Wednesday 15 July 2009

Buying batik in Solo

At home in Scotland, I own one batik shirt. Well, I say batik; actually it is a kind of garish tourist model, short-sleeved polyester cotton with a big Garuda pattern printed on it, probably more suitable for an episode of Miami Vice than playing gamelan. Mags found it in a charity shop on Byre's Road, and lo and behold I found exactly the same shirt at a tourist stall in Ubud. Obvious what happened here, some West-ender on holiday in Ubud; 'Wow, that looks great!', then back to Scotland 'Hmm... maybe not'.

I really like the batik look, though. Around the South Bank Gamelan in London a lot of the players sport these as a kind of nonchalant 'yeah, I just picked this up in the market when I was studying in Solo' kind of look. So, one of my missions here had been to go to an actual batik market and actually haggle for an actual Javanese batik shirt.

Mission accomplished. Over the last week or so I've gradually worked my way down the price scale. At the top of the overpriced tourist scale is a shop like Batik Keris across the road from Cakra. Here you might easily be asked IDR 400,000 (£25) for a short sleeved shirt. A better prospect is a number of small boutiques in the Kauman area near Cakra. The one which was recommended by our Australian friend Melanie was Gunawan Setiawan. This is quite a well-known shop, and if you were to take up one of the five offers a day you get from taxi and becak drivers to take you to a batik shop, this is probably the one they would take you to. Very charming people, fixed prices.

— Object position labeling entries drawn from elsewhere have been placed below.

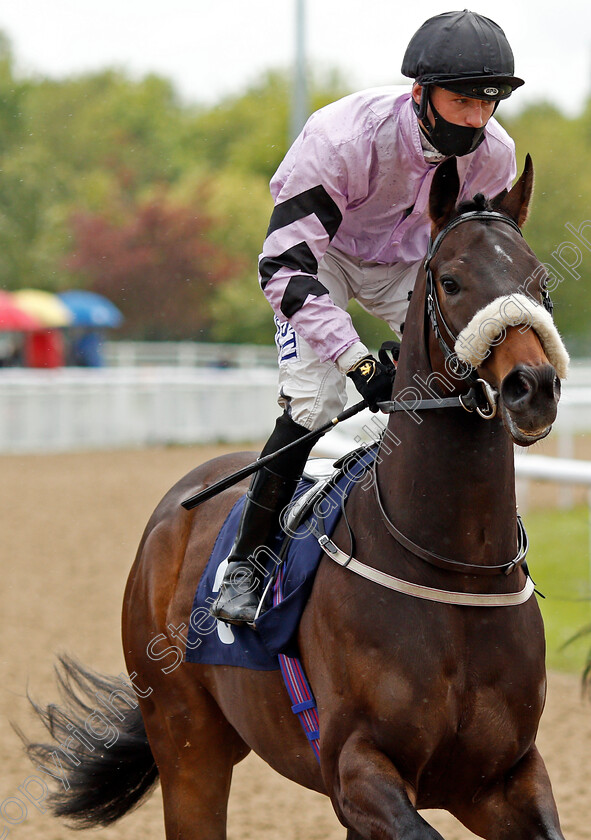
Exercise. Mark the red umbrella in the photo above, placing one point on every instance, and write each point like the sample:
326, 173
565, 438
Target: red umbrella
13, 318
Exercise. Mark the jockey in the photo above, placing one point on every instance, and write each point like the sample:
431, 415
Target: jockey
351, 221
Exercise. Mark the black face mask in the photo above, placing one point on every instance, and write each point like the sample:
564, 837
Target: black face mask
451, 139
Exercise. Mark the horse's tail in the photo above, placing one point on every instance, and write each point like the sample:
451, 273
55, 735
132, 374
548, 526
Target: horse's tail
101, 757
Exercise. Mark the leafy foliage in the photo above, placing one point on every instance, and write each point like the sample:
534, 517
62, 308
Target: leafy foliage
157, 262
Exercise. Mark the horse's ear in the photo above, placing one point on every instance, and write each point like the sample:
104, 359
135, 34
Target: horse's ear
444, 193
516, 202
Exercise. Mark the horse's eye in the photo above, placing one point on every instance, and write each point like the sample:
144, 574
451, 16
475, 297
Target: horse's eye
449, 285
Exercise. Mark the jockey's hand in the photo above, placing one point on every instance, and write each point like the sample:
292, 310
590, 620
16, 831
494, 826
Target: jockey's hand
373, 380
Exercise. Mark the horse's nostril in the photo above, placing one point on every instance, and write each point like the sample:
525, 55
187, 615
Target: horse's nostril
517, 388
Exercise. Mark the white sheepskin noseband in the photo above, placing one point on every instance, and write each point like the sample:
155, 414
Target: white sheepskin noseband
487, 328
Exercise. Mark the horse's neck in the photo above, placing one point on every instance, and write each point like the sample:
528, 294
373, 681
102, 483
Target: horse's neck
447, 476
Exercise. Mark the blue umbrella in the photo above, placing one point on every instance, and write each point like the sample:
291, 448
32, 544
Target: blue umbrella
90, 309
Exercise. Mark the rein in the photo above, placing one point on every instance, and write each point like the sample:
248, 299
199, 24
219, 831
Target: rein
444, 562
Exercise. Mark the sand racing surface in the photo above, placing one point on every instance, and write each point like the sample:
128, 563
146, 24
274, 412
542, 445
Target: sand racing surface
70, 528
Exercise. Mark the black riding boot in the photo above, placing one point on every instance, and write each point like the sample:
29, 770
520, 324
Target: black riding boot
270, 491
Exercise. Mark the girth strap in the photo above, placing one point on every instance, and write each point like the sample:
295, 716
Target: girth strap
444, 562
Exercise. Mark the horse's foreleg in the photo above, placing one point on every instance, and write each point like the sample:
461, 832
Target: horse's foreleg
521, 805
369, 795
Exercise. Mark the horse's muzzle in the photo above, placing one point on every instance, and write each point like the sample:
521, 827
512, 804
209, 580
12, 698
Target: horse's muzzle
529, 398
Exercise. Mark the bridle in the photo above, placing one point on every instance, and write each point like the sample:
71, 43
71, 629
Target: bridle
481, 396
469, 401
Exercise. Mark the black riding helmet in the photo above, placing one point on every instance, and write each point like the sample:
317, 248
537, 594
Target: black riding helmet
466, 53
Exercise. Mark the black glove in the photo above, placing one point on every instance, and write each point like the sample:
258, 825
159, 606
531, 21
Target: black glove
373, 380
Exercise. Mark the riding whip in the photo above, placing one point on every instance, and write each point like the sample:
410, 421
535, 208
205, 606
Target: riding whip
233, 479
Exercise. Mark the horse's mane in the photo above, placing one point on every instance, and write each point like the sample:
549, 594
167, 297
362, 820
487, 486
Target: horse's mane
479, 202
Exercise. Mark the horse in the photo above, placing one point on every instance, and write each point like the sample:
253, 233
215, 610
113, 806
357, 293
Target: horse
424, 700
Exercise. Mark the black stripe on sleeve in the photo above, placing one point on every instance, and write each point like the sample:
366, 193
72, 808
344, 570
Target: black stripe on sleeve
298, 258
315, 200
296, 292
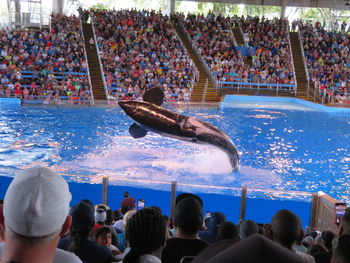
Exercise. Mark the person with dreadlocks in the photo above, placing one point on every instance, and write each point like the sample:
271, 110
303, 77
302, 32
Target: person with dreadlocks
145, 233
79, 239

Here I started to learn about the different qualities of batik. At the top end is purely hand-made batik, batik tulis, which means 'drawn', in other words the design is actually drawn by hand by an artisan in wax. Prices here can go way up! I went in with Mags to look at some kain sarong, basically just an oblong of material which men and women wrap around themselves to make a variety of skirt-like garments. Mags had picked out about eight or ten, but we got a bit of a shock when we went to the counter, somehow our order was north of £500! It turned out that one of these items alone, a beautiful detailed design in green and gold, was IDR 3,000,000 - £184 - entirely hand made. That one had to go back, unfortunately.

The only item I've bought in that shop so far was a shirt I picked out. This was still handmade, I think, probably a combination of 'tulis' and 'cap'. I think 'cap' again can mean a couple of different things; at the quality end of the marked it still means a hand-made garment, but one where some of the pattern has been applied using a sort of stamp rather than drawn. By luck the short-sleeved cotton shirt I picked out was 'sudah diskon', already discounted, down to IDR 100,000 (£6), normally shirts of this quality are between IDR 200,000 and 300,000 (£12 to £18). These are prices one would happily pay in the UK, I think, but are quite high by local standards.

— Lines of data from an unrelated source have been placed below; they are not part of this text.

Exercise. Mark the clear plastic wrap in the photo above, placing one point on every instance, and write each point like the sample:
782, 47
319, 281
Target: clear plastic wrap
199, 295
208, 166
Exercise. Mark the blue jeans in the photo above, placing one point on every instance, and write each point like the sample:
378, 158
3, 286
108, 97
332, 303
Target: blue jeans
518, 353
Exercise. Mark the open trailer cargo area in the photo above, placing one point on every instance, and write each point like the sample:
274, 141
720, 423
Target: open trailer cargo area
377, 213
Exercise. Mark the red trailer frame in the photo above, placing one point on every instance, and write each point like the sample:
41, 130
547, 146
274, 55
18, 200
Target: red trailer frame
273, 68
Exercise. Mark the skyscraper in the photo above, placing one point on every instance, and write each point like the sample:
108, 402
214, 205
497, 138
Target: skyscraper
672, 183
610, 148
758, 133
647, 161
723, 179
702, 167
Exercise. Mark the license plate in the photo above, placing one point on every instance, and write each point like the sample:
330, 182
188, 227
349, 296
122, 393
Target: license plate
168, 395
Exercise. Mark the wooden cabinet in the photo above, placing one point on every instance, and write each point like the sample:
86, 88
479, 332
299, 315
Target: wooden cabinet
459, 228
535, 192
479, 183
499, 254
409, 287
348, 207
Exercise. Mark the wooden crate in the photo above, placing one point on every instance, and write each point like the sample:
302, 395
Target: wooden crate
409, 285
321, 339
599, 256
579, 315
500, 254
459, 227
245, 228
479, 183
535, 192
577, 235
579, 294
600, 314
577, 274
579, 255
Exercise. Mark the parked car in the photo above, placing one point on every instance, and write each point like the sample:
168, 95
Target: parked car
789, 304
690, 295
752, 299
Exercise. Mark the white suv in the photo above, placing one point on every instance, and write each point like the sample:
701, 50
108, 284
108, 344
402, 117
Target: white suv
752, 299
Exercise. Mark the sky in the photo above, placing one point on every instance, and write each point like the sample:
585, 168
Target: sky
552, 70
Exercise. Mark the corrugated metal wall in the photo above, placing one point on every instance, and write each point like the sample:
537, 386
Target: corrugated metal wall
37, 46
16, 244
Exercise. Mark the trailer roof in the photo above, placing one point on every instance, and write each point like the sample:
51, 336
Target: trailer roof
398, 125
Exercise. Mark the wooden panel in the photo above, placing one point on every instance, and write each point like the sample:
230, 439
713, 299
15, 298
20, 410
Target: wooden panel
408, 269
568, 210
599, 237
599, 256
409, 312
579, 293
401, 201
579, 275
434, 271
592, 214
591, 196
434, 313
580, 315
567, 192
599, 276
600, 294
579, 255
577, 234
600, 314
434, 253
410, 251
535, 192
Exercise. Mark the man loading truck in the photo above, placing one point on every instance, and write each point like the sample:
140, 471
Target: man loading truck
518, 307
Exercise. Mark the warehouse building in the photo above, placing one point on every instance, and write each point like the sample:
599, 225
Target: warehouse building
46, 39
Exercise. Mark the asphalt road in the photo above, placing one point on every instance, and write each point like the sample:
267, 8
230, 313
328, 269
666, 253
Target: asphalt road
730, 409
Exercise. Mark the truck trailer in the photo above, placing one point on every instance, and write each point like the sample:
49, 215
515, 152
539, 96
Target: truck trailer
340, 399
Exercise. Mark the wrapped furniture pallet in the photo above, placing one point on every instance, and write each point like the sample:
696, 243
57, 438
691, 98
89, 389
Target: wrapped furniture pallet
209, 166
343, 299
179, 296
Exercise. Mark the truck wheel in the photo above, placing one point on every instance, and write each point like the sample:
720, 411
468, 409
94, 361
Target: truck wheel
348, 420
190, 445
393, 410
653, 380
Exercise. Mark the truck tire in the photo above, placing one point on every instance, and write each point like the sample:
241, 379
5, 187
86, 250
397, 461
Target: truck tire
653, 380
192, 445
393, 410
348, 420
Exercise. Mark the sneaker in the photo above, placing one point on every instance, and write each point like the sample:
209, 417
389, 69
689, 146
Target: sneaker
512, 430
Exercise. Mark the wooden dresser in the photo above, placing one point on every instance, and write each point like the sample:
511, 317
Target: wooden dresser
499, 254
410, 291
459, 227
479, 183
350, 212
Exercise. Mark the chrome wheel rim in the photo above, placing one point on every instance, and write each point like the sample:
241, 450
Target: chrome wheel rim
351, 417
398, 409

Around the corner from Gunawan Setiawan are a number of other batik boutiques. Most of these seem to offer items even further down the quality scale. Here you get a kind of batik often sold to you as 'cap' or 'combination', but which I think is in fact entirely machine printed. But, these shirts look absolutely great; you will see a lot of Indonesian guys every day wearing batik shirts like this, where they count as formal wear, rather like a kilt; unless they are very upper class Javanese, they will usually be wearing this machine printed material.

The prices for a short-sleeved cotton shirt in this style are very reasonable indeed; at somewhere like Batik Soga or Mutiara Timun I was paying about 70,000 or less for one of these, about £4, which is an absolute steal really.

Can he go lower? Yes he can! Having got a sense of the quality and price, this morning I braved Pasar Klewer, which is I think one of the biggest clothing markets in Indonesia. It is about the size of the Savoy Centre in Glasgow, on two floors, but about four times as crowded. The batik stalls are about the size of two or three telephone kiosks, every one packed with a bewildering variety of patterns. However, as far as I could see, all of this was machine printed, none of the higher quality hand-made batik at all. Maybe I couldn't find it, but actually I suspect that this material is all cornered by the boutique shops.

So, at the first stall I picked out two cotton shirts. I lowered my voice when making the deal, as is done here, and initially I was told I think about 60,000 each. Although affordable, my previous experience made me think that by local standards these were not particularly high quality at all, and it was a rather inflated price. I offered half that, 30,000, she went to 40,000 and I settled on 35,000. At a second stall I paid the same price for a single shirt, again not the highest quality, but my favourite shirt I've bought so far, I'm wearing it now. I suspect if one wanted to be tough about it there might be quite a bit of room below that, but by the time you bargain someone down to £2.14 for a really unique garment which you're going to take home and treasure for years it's fine to call it evens, I think.

1 comment:

  1. Ted -
    there is an open air flea market near the Pendopo in Solo where you canbuy some of the 'cap' you refer to, they tend to be a pattern build out in copper wire, really interesting art pieces once cleaned up, I have two on my wall!